Dans un tel environnement de risques, les entreprises doivent surveiller les différentes menaces qui peuvent peser sur elles. Outre les dommages matériels onéreux que peuvent subir leurs bâtiments et équipements, des perturbations graves peuvent toucher leurs activités et causer d’importantes pertes d’exploitation.

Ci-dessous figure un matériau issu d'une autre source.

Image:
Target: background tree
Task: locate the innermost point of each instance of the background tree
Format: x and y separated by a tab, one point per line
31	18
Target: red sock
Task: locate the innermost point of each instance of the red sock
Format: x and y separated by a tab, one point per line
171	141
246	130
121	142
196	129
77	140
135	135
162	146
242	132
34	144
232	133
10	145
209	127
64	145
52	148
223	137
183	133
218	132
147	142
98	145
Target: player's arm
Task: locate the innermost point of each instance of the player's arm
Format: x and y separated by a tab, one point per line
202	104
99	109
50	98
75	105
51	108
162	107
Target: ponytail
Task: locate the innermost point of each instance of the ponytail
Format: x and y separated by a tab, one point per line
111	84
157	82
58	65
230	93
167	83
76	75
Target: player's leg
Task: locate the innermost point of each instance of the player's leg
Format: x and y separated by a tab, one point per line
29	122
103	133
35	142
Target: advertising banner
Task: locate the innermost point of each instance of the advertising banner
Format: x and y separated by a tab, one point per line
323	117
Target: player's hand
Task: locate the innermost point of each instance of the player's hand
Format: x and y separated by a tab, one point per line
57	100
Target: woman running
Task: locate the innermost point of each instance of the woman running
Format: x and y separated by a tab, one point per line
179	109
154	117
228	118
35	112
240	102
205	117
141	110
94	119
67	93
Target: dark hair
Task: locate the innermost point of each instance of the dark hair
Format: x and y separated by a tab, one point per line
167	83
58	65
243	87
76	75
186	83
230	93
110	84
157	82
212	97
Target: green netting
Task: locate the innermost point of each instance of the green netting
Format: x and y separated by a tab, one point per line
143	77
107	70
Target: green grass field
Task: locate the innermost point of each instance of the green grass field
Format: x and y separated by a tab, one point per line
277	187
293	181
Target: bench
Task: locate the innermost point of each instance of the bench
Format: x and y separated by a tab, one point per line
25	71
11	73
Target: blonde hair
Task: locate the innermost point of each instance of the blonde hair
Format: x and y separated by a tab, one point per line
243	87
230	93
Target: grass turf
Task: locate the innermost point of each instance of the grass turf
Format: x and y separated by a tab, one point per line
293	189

» Ces dernières années, les grèves, émeutes et mouvements populaires n’ont pas seulement augmenté. Ils se sont intensifiés, prenant parfois une dimension catastrophique. Ces événements ouvrent une période d’incertitude « , signale Srdjan Todorovic, directeur des solutions contre la violence politique et les environnements hostiles chez AGCS. « Les sinistres survenus aux États-Unis, au Chili et en Colombie s’élèvent à plusieurs milliards de dollars. Et les menaces évoluent constamment. La plupart de leurs causes, économiques, politiques ou environnementales, sont certes universelles. Mais elles peuvent se manifester différemment selon les régions, avec divers niveaux de violence et de perturbation. Face au climat actuel, les responsables de l’exploitation et de la sécurité des entreprises doivent réagir en évaluant les bonnes pratiques et politiques, pour préparer les sites et les salariés à d’éventuels troubles civils et renforcer leur résilience. »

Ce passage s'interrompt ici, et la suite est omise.